Abstract: This paper investigates how interactions in prison influence post-release behavior, establishing at a fine granularity level how prison might act as a "school of crime". Using a unique French administrative dataset of all prisoners incarcerated since January, 2008, which includes cell allocation, we study interactions in own and cellmates' post-release behavior, and in particular in type of crime committed upon release, depending on self and cellmates? motive of incarceration. In French short-term prisons (which we focus on), cellmates typically spend a large portion of a day in their cells, and normal cell sizes are quite small (generally less than 6 inmates at a time), allowing us define extensively who one interacts with during the length of incarceration. By using number of days of overlap as a measure of intensity of interaction, we find evidence of peer effects for skill-intensive offenses, in case of recidivism.

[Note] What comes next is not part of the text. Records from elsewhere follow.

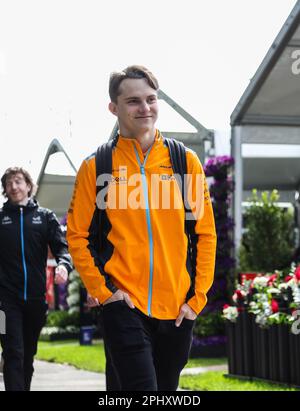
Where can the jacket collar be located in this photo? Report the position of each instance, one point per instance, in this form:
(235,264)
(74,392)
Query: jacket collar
(32,203)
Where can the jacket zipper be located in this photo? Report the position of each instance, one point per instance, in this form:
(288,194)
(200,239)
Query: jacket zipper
(149,227)
(23,253)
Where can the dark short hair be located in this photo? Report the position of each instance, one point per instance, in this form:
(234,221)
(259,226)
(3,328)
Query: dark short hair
(132,72)
(12,171)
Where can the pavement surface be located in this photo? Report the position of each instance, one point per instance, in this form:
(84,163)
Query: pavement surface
(60,377)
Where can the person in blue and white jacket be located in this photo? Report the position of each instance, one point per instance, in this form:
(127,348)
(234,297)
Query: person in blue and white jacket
(26,230)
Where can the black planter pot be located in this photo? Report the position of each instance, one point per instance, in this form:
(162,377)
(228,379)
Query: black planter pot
(260,351)
(239,351)
(231,347)
(247,344)
(284,353)
(294,360)
(273,353)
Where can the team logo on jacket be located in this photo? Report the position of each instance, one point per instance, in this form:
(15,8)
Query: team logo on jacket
(6,220)
(36,220)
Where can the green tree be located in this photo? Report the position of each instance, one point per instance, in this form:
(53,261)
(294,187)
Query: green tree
(267,243)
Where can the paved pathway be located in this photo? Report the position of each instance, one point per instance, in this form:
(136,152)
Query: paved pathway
(60,377)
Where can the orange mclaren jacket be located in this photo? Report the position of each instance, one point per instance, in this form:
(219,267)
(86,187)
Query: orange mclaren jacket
(145,249)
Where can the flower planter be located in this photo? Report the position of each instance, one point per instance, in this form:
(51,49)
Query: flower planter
(231,347)
(247,345)
(273,353)
(284,353)
(239,352)
(294,360)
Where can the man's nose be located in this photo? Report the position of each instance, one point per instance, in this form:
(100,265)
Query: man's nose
(144,106)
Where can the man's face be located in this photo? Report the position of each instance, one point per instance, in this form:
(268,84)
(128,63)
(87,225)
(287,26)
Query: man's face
(17,189)
(136,107)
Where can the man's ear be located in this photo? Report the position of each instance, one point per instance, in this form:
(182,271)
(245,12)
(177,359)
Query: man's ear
(113,108)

"Collective Sentence Reductions and Recidivism", joint with Eric Maurin

Abstract: This paper exploits the collective pardon granted to individuals incarcerated in French prisons on the 14th of July, 1996 (Bastille Day) to identify the effect of collective sentence reductions on recidivism. The collective pardon generated a significant discontinuity in the relationship between the number of weeks of sentence reduction granted to inmates and their prospective date of release. We show that the same discontinuity exists in the relationship between recidivism five years after release and prospective date of release. Collective sentence reductions increase recidivism and do not represent a cost-effective way to reduce incarceration rates or prisons' overcrowding.